Poly-Substance Use Contributing to Increased Impaired Driving Fatalities in Colorado
Impaired driving fatalities are at a 20-year high in Colorado, a trend at least partly driven by poly- (or multiple) substance use. According to the Colorado Department of Transportation (CDOT), fatal car crashes have increased by 50 percent in our state since 2011 – including a 44 percent increase in fatal car crashes involving an impaired driver since 2019.
Recent data and our face-to-face interactions with the community at No DUI Larimer indicate that cannabis and other drug use – rather than, and in addition to – alcohol use may be contributing to this trend.
Sobering Statistics About Poly-Substance Use and Impaired Driving in Colorado
In 2019 in Colorado, drivers convicted of a DUI were more likely to be under the influence of alcohol, THC, AND another substance than any other substance alone.
Two in five drivers reporting alcohol and cannabis use in the past year said they drove under the influence (DUI) of alcohol, cannabis or both, according to a recent study from Columbia University Mailman School of Public Health.
In that same study, 42% of drivers with past-year alcohol and cannabis use reported any and all past-year DUIs (8% DUI-A, 20% DUI-C, 14% DUI-A+C).
Simultaneous use of alcohol and cannabis was associated with 2.88 times higher odds of driving under the influence of cannabis, and 3.51 times higher odds of driving under the influence of both alcohol and cannabis.

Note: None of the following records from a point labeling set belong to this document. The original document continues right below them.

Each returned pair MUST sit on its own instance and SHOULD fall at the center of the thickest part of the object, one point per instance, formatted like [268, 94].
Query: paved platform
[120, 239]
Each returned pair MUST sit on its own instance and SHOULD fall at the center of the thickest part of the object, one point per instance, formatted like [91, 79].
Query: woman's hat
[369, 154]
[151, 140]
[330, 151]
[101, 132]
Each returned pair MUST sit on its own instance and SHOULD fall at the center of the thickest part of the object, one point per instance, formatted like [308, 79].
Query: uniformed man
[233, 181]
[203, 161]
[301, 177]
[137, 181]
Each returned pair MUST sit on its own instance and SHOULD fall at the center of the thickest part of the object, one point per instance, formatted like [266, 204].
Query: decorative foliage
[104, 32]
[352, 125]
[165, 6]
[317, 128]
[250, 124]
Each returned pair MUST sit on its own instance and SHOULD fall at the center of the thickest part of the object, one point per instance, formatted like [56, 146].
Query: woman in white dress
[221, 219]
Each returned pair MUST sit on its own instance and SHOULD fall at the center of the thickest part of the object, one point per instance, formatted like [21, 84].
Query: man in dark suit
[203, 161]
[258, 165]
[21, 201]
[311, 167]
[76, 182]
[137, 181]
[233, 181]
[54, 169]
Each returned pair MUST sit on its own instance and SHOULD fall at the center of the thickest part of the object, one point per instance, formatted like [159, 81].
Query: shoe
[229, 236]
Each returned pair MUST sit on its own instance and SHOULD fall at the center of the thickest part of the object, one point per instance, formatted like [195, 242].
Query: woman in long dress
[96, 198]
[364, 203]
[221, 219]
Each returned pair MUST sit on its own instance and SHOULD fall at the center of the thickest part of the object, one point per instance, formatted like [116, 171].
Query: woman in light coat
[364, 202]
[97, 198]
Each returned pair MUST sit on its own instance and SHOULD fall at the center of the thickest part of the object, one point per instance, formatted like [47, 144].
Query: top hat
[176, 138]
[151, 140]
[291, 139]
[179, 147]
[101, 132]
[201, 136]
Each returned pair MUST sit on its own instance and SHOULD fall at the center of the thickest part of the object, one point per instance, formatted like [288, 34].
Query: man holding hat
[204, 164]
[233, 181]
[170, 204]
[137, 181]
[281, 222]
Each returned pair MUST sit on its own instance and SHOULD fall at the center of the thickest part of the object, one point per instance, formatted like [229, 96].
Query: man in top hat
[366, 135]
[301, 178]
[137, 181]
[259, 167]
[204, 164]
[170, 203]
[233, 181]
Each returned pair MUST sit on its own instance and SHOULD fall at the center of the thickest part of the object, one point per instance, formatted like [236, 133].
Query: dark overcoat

45 percent of drivers arrested for DUI in 2019 tested positive for multiple substances. The most common combination of drugs detected was alcohol and Delta 9-THC, which is the primary psychoactive component of cannabis and may indicate recent use. The second most common pairing was alcohol combined with other drugs such as cocaine, methamphetamine, sedatives and opioids.
68% of individuals with detected Delta-9 THC also had some other substance present. Alcohol was the most common co-occurring substance.
Almost 18% of marijuana users in a Colorado study reported driving 2-3 hours after consumption. This statistic is alarming, given that a new study conducted by the Center for Medicinal Cannabis Research at the University of California San Diego found that participants did not fully recover until 4.5 hours after consumption – and differences in driving scores were still seen at 3.5 hours post-consumption.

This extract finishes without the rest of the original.